We may have an expedient solution for these problems in order to narrow the gap between formal rules and actual scientific activity. The problem with open classes and and with infinity of number of properties is seen as a problem with a new class C* (infinite number of properties also form a C*). Thus,

(1) In C*, select part of the properties more relevant to the current work for further selection;

(2) Group the infinite number of properties of C* into a finite number of parts, each part being a subclass with infinite number of properties. Take each of these subclasses as members of C* and treat with rules (i) and (viii).

Those two methods should be used together. It may be advantageous to use (2) first. Whichever is used first, however, intuition comes into play.

Yong Huang

1991,2004

_________________

Notes:

[1] Take definition 4b of the word "type" in the Merriam-Webster dictionary, "a typical and often superior specimen", although "superior" is not necessarily needed. Another appropriate word is "prototype", in the sense of "someone or something that has the typical qualities of a particular group, kind, etc." in the same dictionary. Note that this article is completely irrelevant to the common debate in philosophy about types, as in Bertrand Russell's philosophy of type. Instead, think of this study as one on the meaning of the word "typical".

[2] "Essential properties" are to be understood as common properties or features of a class X. Common properties indeed can be used to define a class. This is an important characteristic of essential properties. The problem whether essential and accidental or occasional properties really exist is not discussed in this paper, which takes the fairly well received opinion. See the entry "Relations, Internal and External" by R. Rorty in
[3] Take game as an example. Are all games entertaining? No, some are purely competitive. Do games result in wins and losses? No, the game in which a child throws a ball to the wall and catches it when it bounces doesn't involve win or loss. No matter what "common" features you find for a game, I can find a counter-example; it has to be called a game but it does not have this "common" feature. Therefore we see overlapping features of similarity and cannot find one single common feature (see Wittgenstein's *Philosophical Investigations* Sect. 66). Obviously, if these common features or properties need to be reasonable, then (1) they cannot be ones that are ubiquitous, such as existence or cognizability (properties of fundamental philosophical significance), cannot be higher level properties for a specific class such as "being an activity" for game; (2) cannot be a tautological property S "being S"; (3) cannot be an intersection of all class members' properties. The reason is simple; we phenomenalize essential properties to common properties but we still require that they be able to define a class.

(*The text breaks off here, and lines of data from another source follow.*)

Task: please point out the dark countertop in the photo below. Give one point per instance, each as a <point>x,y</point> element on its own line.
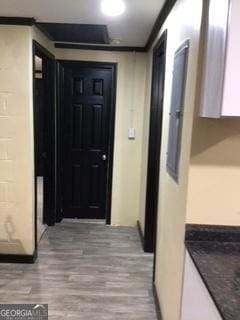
<point>218,262</point>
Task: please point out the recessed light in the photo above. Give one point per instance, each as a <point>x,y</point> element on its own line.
<point>113,7</point>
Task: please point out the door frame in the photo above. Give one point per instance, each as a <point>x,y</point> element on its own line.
<point>49,184</point>
<point>60,73</point>
<point>154,147</point>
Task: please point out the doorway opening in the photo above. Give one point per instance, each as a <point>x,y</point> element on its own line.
<point>86,93</point>
<point>44,138</point>
<point>154,149</point>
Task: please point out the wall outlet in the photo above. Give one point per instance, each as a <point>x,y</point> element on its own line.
<point>131,133</point>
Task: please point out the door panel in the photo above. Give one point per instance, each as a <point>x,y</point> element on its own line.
<point>86,137</point>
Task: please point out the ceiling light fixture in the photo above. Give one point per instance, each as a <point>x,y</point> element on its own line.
<point>113,7</point>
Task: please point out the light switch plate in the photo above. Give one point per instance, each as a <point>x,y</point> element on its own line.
<point>131,133</point>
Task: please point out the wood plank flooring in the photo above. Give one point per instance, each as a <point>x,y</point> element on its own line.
<point>85,272</point>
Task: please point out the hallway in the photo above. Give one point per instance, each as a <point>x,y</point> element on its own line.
<point>85,272</point>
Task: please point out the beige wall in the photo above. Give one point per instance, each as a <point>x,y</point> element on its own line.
<point>16,134</point>
<point>16,141</point>
<point>183,23</point>
<point>127,153</point>
<point>16,138</point>
<point>214,174</point>
<point>145,138</point>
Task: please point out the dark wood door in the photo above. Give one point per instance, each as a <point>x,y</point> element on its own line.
<point>86,133</point>
<point>155,135</point>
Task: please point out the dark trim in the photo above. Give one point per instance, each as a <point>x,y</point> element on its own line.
<point>17,21</point>
<point>49,191</point>
<point>44,31</point>
<point>43,50</point>
<point>18,258</point>
<point>157,302</point>
<point>140,232</point>
<point>113,68</point>
<point>167,7</point>
<point>94,47</point>
<point>199,232</point>
<point>154,145</point>
<point>204,281</point>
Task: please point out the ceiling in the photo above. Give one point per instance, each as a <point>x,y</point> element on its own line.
<point>132,28</point>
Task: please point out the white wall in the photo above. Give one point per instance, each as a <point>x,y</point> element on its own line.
<point>126,194</point>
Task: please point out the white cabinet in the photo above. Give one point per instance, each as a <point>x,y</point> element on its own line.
<point>220,96</point>
<point>197,303</point>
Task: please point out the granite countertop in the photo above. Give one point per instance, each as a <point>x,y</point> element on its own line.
<point>216,254</point>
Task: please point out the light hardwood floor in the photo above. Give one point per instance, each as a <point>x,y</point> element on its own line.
<point>85,272</point>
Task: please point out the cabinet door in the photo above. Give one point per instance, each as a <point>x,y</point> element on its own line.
<point>231,93</point>
<point>215,42</point>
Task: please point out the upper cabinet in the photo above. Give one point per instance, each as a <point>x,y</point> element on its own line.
<point>220,96</point>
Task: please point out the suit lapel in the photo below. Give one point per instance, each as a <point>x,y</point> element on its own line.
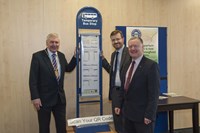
<point>138,70</point>
<point>48,62</point>
<point>123,58</point>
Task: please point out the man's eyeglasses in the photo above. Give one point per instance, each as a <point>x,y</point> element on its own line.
<point>56,42</point>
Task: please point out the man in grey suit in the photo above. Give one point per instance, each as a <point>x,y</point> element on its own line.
<point>46,82</point>
<point>118,58</point>
<point>139,95</point>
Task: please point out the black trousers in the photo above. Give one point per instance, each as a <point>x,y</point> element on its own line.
<point>117,119</point>
<point>138,127</point>
<point>59,113</point>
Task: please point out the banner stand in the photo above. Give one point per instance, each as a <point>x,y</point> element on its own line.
<point>89,66</point>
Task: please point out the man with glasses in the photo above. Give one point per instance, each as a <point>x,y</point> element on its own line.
<point>46,82</point>
<point>141,84</point>
<point>118,58</point>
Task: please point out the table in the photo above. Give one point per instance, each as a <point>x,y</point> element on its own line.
<point>177,103</point>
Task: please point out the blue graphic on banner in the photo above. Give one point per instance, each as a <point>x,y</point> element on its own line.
<point>89,18</point>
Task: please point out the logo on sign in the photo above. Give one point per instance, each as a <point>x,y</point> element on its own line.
<point>89,15</point>
<point>89,18</point>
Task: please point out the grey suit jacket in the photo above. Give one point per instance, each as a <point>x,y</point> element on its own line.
<point>140,101</point>
<point>42,79</point>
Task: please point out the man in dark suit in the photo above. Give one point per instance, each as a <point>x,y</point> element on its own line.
<point>114,68</point>
<point>139,96</point>
<point>46,81</point>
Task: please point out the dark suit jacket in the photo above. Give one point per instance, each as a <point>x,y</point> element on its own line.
<point>42,80</point>
<point>109,67</point>
<point>140,101</point>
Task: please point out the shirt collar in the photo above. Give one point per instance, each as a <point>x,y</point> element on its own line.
<point>137,61</point>
<point>50,53</point>
<point>120,50</point>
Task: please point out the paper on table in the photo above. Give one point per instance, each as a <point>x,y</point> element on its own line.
<point>171,94</point>
<point>162,97</point>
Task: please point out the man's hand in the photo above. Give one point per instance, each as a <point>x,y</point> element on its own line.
<point>37,103</point>
<point>117,111</point>
<point>147,121</point>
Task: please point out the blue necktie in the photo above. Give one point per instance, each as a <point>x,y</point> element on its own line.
<point>115,68</point>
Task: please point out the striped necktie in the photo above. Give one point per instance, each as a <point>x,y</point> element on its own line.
<point>55,67</point>
<point>128,79</point>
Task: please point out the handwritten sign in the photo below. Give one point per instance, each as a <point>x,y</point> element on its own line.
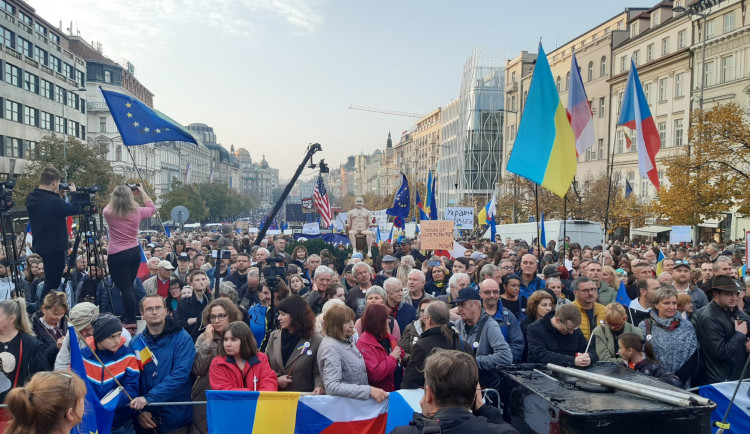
<point>381,219</point>
<point>462,216</point>
<point>437,234</point>
<point>311,228</point>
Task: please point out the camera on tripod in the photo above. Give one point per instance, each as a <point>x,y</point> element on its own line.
<point>6,194</point>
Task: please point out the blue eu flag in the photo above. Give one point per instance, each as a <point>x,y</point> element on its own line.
<point>401,200</point>
<point>139,124</point>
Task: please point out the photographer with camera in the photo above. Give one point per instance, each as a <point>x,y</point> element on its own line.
<point>123,217</point>
<point>47,213</point>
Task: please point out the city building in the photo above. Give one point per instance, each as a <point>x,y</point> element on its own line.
<point>40,87</point>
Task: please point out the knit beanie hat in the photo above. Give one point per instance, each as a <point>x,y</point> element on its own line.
<point>105,325</point>
<point>82,314</point>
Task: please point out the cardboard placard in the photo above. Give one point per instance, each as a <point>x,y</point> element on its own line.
<point>437,234</point>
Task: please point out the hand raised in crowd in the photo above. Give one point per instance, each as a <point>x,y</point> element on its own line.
<point>583,360</point>
<point>284,381</point>
<point>378,394</point>
<point>740,326</point>
<point>145,420</point>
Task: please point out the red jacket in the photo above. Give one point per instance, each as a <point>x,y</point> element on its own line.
<point>224,374</point>
<point>381,367</point>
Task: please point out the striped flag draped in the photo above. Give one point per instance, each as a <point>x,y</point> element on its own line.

But whether Wittgenstein extrapolated family resemblance to all entities is controversial. This paper takes the opinion of most philosophers: some entities follow the family resemblance rule, while some others have common essential properties.

[4] Why do we only consider X_{3} and X_{1}? If we disregard X_{3} for the moment, then the probability of being X_{T} is X_{1}>X_{2} (because 1 is definitely a small NP), and X_{2} > X_{4} (because rule (iv) requires that the larger NP_{T} the better), and obviously X_{1} > X_{5}. But before we decide on how big NP is big and on the criterion of comparing the number of NP's, we cannot compare X_{3} with X_{1}, X_{2}, or X_{4}.

[5] All this is closely related to our inability to tell with absolute certainty what objects or facts in the world are simple and basic (see Wittgenstein's *Philosophical Investigations*, Sect. 46, where he criticized his early logical atomism).